Era 60-an perfilman Indonesia dikuasi oleh ikon trio remaja Mieke Wijaya, Chitra Dewi, dan Indirati Ishak. Ketiganya melambungkan genre film remaja ke kalangan masyarakat. Pada era ini wanita muda banyak digandrungi oleh kalangan masyrakat yang sedikit mengalami resesi akibat belum stabilnya kondisi Negara. Dengan kebintangannya, ketiga artis tersebut berhasil menguasai kancah perfilman Indonesia saat itu. Era ini mengawali kejayaan perfilman Indonesia yang mencapai puncaknya ketika memasuki era 70-an. Dalam satu decade, tak kurang dari 600 judul film diproduksi. Dengan rata-rata 60 judul per tahun, tak heran jika banyak sekali ikon wanita yang muncul sesuai dengan genre film yang diusungnya. Pada era ini hampir semua genre film mampu mendapat tempat di hati penonton. Suzzana berhasil membawa horor Indonesia mencapai puncak ketenarannya. Hingga saat itu hampir tidak ada film horror yang tidak memakai jasa Suzzana dalam proses produksinya. Pada era ini juga muncul nama Christine Hakim, sosok yang saat ini melegenda sebagai artis yang membawa nama besar perfilman Indonesia ke dunia Internasional. Ratu film drama ini didampingi leh rekan-rekan sejawatnya seperti Lenny Marlina dan Widyawati.

Ada hal yang menarik ketika film komedi mencapai puncak dengan warkop DKI sebagai dedengkotnya. Mereka adalah ikonnya, akan tetapi mereka menghasilkan trend wanita seksi dalam setiap film komedi. Jika saat itu muncul istilah Bond girl di dunia internasional, maka Warkop’s girl juga mengalami kepopuleran. Nama-nama besar seperti sally marcellina atau Nurul Arifin pernah ambil bagian dalam peran ini. Berlanjut ke era 80-an, genre film romantic mendapat gilirannya untuk unjuk gigi. Film-film rhoma irama, atau sekelas “badai pasti berlalu” mejadi pengisi bioskop-bioskop di negeri ini. Nama yang paling menonjol dan menjadi ikon wanita saat itu adalah Jenny Rachman. Dengan keberhasilannya menggondol piala citra, ia menjadi sosok yang film-filmnya selalu ditunggu.

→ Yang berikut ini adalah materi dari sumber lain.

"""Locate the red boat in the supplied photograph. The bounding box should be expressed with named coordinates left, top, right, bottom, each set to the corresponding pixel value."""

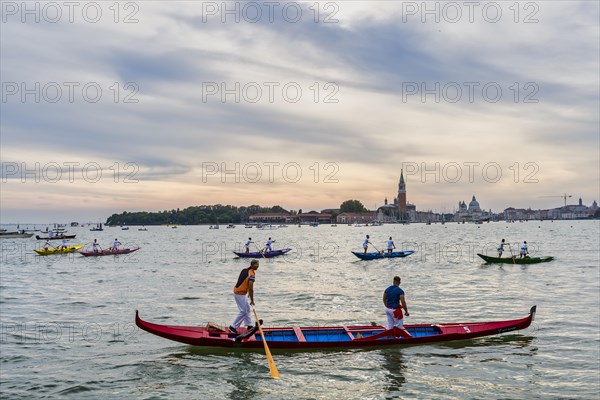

left=135, top=306, right=536, bottom=349
left=79, top=247, right=141, bottom=256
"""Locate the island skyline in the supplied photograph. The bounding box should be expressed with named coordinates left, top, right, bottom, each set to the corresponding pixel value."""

left=1, top=190, right=597, bottom=226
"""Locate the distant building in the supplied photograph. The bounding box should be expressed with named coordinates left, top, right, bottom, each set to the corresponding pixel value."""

left=377, top=169, right=413, bottom=222
left=355, top=168, right=597, bottom=223
left=248, top=213, right=292, bottom=223
left=503, top=207, right=541, bottom=221
left=398, top=170, right=407, bottom=221
left=503, top=198, right=597, bottom=220
left=547, top=197, right=597, bottom=219
left=297, top=213, right=332, bottom=223
left=454, top=195, right=492, bottom=222
left=320, top=209, right=340, bottom=215
left=337, top=212, right=374, bottom=224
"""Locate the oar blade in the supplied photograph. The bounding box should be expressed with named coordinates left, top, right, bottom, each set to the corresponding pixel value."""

left=265, top=348, right=280, bottom=379
left=252, top=307, right=280, bottom=379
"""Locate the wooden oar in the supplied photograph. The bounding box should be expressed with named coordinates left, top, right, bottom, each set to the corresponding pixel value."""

left=251, top=307, right=280, bottom=379
left=370, top=243, right=385, bottom=255
left=508, top=243, right=516, bottom=264
left=254, top=245, right=267, bottom=259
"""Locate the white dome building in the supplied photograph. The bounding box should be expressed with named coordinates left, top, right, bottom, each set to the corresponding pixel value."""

left=455, top=195, right=490, bottom=222
left=468, top=195, right=481, bottom=212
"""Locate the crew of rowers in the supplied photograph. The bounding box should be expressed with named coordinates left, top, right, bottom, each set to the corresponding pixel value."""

left=91, top=238, right=122, bottom=252
left=361, top=236, right=530, bottom=259
left=497, top=239, right=529, bottom=258
left=41, top=238, right=123, bottom=252
left=244, top=237, right=276, bottom=253
left=362, top=235, right=397, bottom=254
left=43, top=238, right=71, bottom=251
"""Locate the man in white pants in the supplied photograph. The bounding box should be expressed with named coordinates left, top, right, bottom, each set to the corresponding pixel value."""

left=230, top=259, right=259, bottom=333
left=520, top=241, right=529, bottom=258
left=382, top=276, right=412, bottom=338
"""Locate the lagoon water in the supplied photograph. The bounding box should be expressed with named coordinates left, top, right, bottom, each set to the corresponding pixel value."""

left=1, top=220, right=599, bottom=399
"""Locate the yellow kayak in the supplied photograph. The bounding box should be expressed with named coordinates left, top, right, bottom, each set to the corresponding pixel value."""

left=34, top=245, right=84, bottom=255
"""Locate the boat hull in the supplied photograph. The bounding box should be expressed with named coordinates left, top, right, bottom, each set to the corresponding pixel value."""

left=34, top=245, right=84, bottom=255
left=36, top=235, right=76, bottom=240
left=352, top=250, right=415, bottom=260
left=136, top=306, right=536, bottom=350
left=78, top=247, right=141, bottom=256
left=477, top=253, right=554, bottom=264
left=0, top=232, right=34, bottom=238
left=233, top=248, right=292, bottom=258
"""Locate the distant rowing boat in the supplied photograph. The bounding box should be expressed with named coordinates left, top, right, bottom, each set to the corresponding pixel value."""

left=79, top=247, right=141, bottom=257
left=135, top=306, right=536, bottom=350
left=233, top=248, right=292, bottom=258
left=0, top=232, right=34, bottom=238
left=352, top=250, right=415, bottom=261
left=35, top=245, right=84, bottom=255
left=477, top=253, right=554, bottom=264
left=36, top=234, right=76, bottom=240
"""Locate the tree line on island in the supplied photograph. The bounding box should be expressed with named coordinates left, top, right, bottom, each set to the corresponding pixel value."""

left=105, top=200, right=367, bottom=226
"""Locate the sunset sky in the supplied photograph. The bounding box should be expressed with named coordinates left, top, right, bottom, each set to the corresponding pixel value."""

left=1, top=1, right=598, bottom=223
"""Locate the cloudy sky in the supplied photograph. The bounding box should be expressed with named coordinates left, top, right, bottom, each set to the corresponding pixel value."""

left=1, top=1, right=598, bottom=223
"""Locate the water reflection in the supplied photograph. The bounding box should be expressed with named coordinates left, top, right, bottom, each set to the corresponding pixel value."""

left=225, top=352, right=259, bottom=400
left=169, top=347, right=262, bottom=399
left=432, top=334, right=535, bottom=350
left=380, top=349, right=406, bottom=395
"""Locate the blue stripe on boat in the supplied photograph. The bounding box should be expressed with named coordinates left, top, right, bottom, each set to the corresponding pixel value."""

left=254, top=326, right=443, bottom=342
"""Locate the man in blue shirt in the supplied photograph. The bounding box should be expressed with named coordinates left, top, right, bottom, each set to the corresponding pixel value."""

left=383, top=276, right=411, bottom=336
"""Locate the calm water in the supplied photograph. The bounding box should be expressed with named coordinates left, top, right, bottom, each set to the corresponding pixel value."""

left=1, top=220, right=599, bottom=399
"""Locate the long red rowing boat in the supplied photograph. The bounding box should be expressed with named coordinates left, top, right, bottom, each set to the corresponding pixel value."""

left=135, top=306, right=536, bottom=349
left=79, top=247, right=141, bottom=256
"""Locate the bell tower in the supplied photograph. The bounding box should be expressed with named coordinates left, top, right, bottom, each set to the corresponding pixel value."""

left=397, top=169, right=407, bottom=221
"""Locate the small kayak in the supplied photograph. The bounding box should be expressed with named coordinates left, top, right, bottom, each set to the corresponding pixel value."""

left=477, top=253, right=554, bottom=264
left=352, top=250, right=415, bottom=261
left=135, top=306, right=536, bottom=350
left=79, top=247, right=141, bottom=256
left=34, top=245, right=84, bottom=255
left=233, top=248, right=292, bottom=258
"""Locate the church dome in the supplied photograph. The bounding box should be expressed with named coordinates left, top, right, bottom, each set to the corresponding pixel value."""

left=468, top=195, right=481, bottom=211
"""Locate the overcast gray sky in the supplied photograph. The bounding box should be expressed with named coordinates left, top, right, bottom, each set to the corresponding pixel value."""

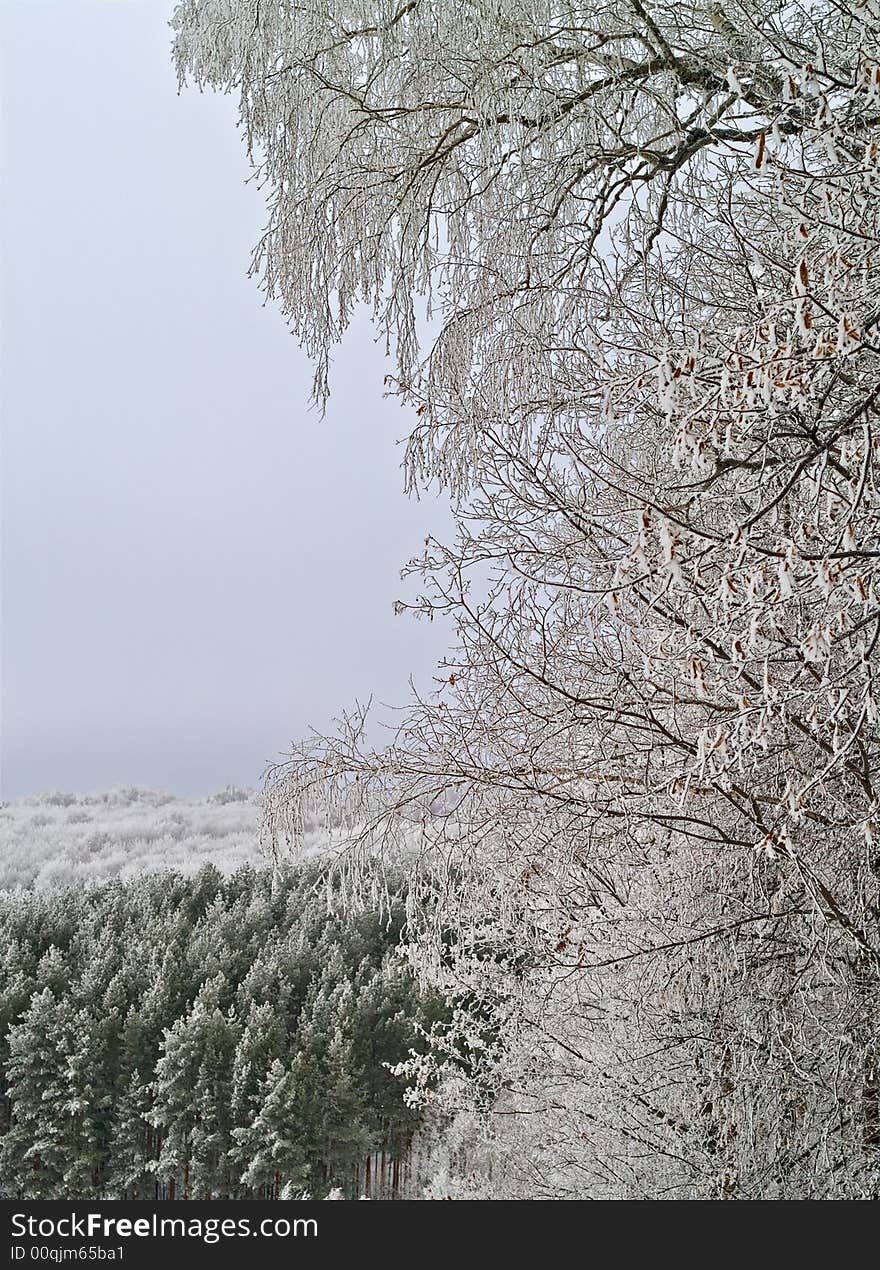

left=1, top=0, right=450, bottom=800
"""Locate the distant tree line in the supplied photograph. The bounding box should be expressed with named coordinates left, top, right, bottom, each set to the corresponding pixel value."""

left=0, top=787, right=266, bottom=890
left=0, top=864, right=448, bottom=1199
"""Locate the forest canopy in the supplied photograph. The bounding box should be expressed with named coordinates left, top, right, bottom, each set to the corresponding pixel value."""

left=0, top=864, right=449, bottom=1200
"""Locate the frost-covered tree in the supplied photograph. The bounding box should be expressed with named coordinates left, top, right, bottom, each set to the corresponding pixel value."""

left=174, top=1, right=880, bottom=1196
left=59, top=1007, right=116, bottom=1197
left=106, top=1069, right=155, bottom=1200
left=152, top=975, right=241, bottom=1198
left=227, top=1001, right=287, bottom=1191
left=0, top=990, right=77, bottom=1199
left=235, top=1058, right=309, bottom=1195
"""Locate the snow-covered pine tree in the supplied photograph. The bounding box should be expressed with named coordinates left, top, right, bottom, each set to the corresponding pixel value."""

Era 90-an menjadi era yang suram bagi perfilman di Indonesia. Kualitas yang semakin menurun dan semakin monotonnya ide cerita menyebabkan perfilman Indonesia berada di jurang mati suri. Film-film pada periode itu dikuasai oleh film yang menonjolkan kekerasan dan seksualitas. Oleh karenanya bintang-bintang berparas cantik dan bertubuh seksi mendapatkan kebintangannya. Nama-nama seperti meriam bellina atau Lydia kandau adalah beberapa yang meraih kesusksesan di tengah lesunya perfilman Indonesia hingga akhirnya benar-benar mengalami mati suri di akhir 90-an.

Di awal millennium baru, kebangkitan film Indonesia tercetus berkat munculnya film AADC yang membawa sosok dian sastro menjadi idola remaja saat itu. Awal reformasi yang penuh dengan semangat perubahan dan aroma anak muda yang kental membuat ikon kebintangan wanita saat itu berada di tangan artis-artis muda cantik dan bertubuh ideal idola para remaja. Mereka menjadi trendsetter para anak muda di negeri ini. Genre yang diusungnya pun banyak menghadirkan romantic comedy yang sangat mengena di hati penonton. Nama-nama lain seperti Marcella zalianty atau nirina Zubir berhasil menghipnotis para penggemarnya dengan film-filmnya yang walaupun secara kualitas belum begitu menionjol akan tetapi dari segi komersil cukup memuaskan.